Our goal is to select wines that have a high average rating, a significant number of ratings, and an affordable price. We will focus on wines with a price under 50 euros to make them accessible to a wider range of customers.

In [37]:
# Execute the SQL query
query = """
    SELECT wines.id AS wine_id, 
           wines.name AS wine_name, 
           wines.ratings_average wine_avg_rating, 
           wines.ratings_count wine_ratings_count, 
           COUNT(vintages.year) AS vintages_number, 
           ROUND(AVG(vintages.price_euros), 2) AS average_price
    FROM wines
        JOIN vintages ON wines.id = vintages.wine_id
    WHERE vintages.price_euros <= 50 AND
          wines.ratings_count > 10000 
    GROUP BY wines.id
    ORDER BY wine_avg_rating DESC, 
             wine_ratings_count DESC,
             vintages.price_euros ASC
    -- LIMIT 10
    ;
"""

cursor.execute(query)
result = cursor.fetchall()

# Print the result
# for row in result:
#    wine_name, rating_avarage, rating_count, year, price_euros=row
#    print(f'Wine Name: {wine_name}, Average Rating: {rating_avarage}, Count Rating:{rating_count}, Year: {year}, Price (Euros): {price_euros}')

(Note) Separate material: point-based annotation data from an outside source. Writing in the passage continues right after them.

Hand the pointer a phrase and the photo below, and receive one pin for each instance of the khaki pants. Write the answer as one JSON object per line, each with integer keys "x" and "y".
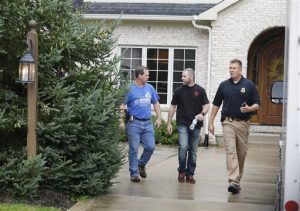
{"x": 235, "y": 135}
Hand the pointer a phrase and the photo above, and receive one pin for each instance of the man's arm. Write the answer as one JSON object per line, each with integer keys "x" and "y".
{"x": 171, "y": 112}
{"x": 156, "y": 107}
{"x": 252, "y": 108}
{"x": 203, "y": 113}
{"x": 213, "y": 114}
{"x": 122, "y": 116}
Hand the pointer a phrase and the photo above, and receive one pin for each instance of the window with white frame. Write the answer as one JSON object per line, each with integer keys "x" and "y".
{"x": 165, "y": 66}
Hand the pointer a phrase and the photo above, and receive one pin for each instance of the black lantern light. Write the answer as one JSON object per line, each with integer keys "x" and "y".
{"x": 27, "y": 69}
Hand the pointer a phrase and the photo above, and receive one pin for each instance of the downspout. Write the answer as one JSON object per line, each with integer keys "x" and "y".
{"x": 208, "y": 72}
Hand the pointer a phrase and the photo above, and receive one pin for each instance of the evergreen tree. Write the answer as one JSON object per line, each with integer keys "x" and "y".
{"x": 79, "y": 93}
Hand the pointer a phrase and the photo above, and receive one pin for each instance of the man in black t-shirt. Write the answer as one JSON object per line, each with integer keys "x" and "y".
{"x": 240, "y": 99}
{"x": 190, "y": 103}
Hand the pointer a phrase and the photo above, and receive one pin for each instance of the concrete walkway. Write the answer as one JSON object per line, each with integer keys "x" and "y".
{"x": 161, "y": 191}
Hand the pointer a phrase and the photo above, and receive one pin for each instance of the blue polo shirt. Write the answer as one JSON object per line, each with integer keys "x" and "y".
{"x": 233, "y": 95}
{"x": 139, "y": 100}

df = pd.read_sql_query(query, connection)
print(df.shape)
display(df.head(10))
df.to_csv("../data/csv/question_1_1.csv")

(19, 6)


Unnamed: 0,wine_id,wine_name,wine_avg_rating,wine_ratings_count,vintages_number,average_price
0,11890,60 Sessantanni Old Vines Primitivo di Manduria,4.5,94289,1,24.75
1,1139434,Tinto,4.4,65625,1,42.95
2,12393,Amarone della Valpolicella Classico,4.4,48329,1,46.25
3,1383553,Roda I Reserva Rioja,4.4,22749,1,40.98
4,1148298,Brut Rosé Champagne,4.4,21147,1,49.61
5,1129440,Old Vines Primitivo di Manduria,4.4,20904,1,20.95
6,75978,Quinta da Leda Douro,4.4,14197,1,30.0
7,76476,Belondrade y Lurton,4.4,13567,1,49.75
8,2355320,Fusion V,4.4,12877,1,36.1
9,6331780,Guerriero della Terra,4.4,10185,2,26.68


In [10]:
# Close the cursor and connection
cursor.close()
connection.close()

Now, let's analyze why we selected these wines and provide recommendations for the marketing strategy.

We have selected these wines based on the following criteria:

#### Average Rating: 
We prioritize wines with high average ratings, as they indicate a good overall quality that customers are likely to appreciate.
#### Rating Count: 
Wines with a significant number of ratings demonstrate popularity and consumer trust. This can encourage potential buyers to try these wines.
#### Price:
 By choosing wines priced under 50 euros, we ensure that the highlighted wines are accessible to a broader range of customers.